Mais ses principaux faits d'armes concernent la littérature. De combat. C'est lui qui fera connaître aux lecteurs français le géant colombien Gabriel Garcia Marquez en 1967, avec "Cent ans de solitude", dont il réalise une traduction avec son épouse, avant même la parution du livre en espagnol en France.

Puis ce sera le coup de tonnerre du colossal ouvrage "L'Archipel du Goulag" d'Alexandre Soljenitsyne, expulsé d'URSS, dont Claude Durand devient l'agent et le complice jusqu'au décès de l'écrivain russe en 2008.

Dans les poids lourds de la littérature mondiale, il s'occupe aussi de l'Albanais Ismaïl Kadaré.

- Dénoncer un 'esprit d'imposture' -

Le parcours de Claude Durand passe par trois des plus belles maisons françaises, le Seuil d'abord, qu'il quitte déçu de ne pas avoir été choisi pour succéder à l'emblématique éditeur Paul Flamand. Grasset ensuite, rival littéraire et politique du Seuil, classé plus à droite, où sa rivalité avec Jean-Claude Fasquelle vire à l'aigre.

C'est là néanmoins qu'il obtient une reconnaissance de son propre talent d'écrivain en recevant le prix Médicis pour "La nuit zoologique".

Puis, il rejoint en 1980 les éditions Fayard où il va régner pendant quasiment 30 ans, alternant coups médiatiques, oeuvres littéraires de longue haleine, et livres de stars et personnalités politiques de tous bords.

En 2005, il arrache à prix d'or Michel Houellebecq à Flammarion. Il met aussi le pied à l'étrier à de jeunes éditeurs comme Sophie de Closets.

En 2010, après avoir quitté Fayard, il écrit sous pseudonyme, d'une plume acerbe et impertinente, "J'aurais voulu être éditeur" (François Thuret).
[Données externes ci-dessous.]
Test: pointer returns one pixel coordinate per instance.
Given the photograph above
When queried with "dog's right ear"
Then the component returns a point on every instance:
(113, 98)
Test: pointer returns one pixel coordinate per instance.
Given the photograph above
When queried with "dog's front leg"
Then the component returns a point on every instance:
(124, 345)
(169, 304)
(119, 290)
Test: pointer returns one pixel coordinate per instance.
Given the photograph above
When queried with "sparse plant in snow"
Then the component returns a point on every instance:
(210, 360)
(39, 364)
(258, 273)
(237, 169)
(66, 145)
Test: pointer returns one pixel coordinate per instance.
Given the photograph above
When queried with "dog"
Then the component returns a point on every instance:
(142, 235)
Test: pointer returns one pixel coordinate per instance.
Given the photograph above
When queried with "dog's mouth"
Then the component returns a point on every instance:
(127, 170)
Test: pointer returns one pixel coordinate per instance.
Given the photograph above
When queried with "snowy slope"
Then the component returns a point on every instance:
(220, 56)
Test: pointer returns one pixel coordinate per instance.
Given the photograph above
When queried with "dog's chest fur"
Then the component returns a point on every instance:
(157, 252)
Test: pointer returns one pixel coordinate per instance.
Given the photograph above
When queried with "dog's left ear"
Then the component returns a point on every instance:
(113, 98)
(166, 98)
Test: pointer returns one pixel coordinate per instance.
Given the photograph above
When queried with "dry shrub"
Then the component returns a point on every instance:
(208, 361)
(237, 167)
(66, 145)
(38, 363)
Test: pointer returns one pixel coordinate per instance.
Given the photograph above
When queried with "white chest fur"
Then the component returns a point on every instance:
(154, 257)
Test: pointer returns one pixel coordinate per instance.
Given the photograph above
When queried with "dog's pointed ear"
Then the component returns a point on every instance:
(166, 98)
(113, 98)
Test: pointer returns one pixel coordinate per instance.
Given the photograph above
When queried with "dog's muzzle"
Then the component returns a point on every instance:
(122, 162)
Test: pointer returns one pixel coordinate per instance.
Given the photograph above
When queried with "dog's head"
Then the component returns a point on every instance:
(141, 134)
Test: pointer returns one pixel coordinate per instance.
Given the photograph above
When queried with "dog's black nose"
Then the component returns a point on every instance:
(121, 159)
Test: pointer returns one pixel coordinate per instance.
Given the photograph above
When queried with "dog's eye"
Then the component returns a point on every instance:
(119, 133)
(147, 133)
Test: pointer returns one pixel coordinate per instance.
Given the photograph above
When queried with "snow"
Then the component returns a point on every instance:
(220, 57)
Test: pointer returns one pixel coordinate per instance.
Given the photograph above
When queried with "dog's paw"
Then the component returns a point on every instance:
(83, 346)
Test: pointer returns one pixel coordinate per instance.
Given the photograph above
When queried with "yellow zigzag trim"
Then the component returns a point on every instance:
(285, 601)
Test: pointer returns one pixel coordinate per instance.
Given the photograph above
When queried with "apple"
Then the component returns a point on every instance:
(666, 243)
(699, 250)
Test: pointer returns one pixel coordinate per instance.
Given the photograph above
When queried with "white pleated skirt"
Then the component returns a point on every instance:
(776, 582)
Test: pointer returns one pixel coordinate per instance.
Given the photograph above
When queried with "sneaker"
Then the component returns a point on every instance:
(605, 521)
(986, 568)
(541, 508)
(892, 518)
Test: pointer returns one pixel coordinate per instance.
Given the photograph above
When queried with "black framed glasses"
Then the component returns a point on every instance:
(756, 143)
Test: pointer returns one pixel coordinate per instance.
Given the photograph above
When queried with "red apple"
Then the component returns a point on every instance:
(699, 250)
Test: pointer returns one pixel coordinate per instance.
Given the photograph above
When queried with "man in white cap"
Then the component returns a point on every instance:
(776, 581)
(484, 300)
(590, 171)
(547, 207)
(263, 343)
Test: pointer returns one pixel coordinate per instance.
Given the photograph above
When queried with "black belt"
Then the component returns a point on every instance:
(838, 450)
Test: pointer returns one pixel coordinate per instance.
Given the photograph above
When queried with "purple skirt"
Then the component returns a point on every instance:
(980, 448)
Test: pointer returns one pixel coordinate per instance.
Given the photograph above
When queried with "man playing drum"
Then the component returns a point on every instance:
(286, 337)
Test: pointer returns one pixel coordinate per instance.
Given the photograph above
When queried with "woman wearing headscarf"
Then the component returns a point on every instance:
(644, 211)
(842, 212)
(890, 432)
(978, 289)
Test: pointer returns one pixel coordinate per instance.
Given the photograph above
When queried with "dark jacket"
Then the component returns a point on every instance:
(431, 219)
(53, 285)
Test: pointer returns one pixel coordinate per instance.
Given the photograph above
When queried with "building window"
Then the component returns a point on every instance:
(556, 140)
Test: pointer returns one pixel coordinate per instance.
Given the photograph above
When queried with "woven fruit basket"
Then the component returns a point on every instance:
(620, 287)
Lors de sa parution, il avoue que le système des prix littéraires en France est biaisé par la cooptation des jurés dans le petit monde très fermé de l'édition. "La méthode la plus courante est le troc de voix" entre jurés dépendant de telle ou telle maison d'édition, explique-t-il alors.

Dans sa dernière interview, datant du 26 avril, au Figaro, Claude Durand, qui continuait d'éditer une trentaine d'auteurs après avoir quitté Fayard en 2009, évoquait son dernier roman, "Usage de Faux" (Editions Bernard de Fallois), une histoire d'imposture.

"Ce que j'ai voulu dénoncer, c'est l'usurpation dans le monde de l'édition, le formatage, les masques que beaucoup portent, le mensonge. C'est tout un esprit d'imposture", expliquait-il.

En novembre 2013, "l'empereur Claude" avait postulé à l'Académie française mais n'avait pas été retenu. Dans son interview du 26 avril, il disait: "Si j'avais été élu, j'aurais été immortel. J'ai été battu, je n'en mourrai pas".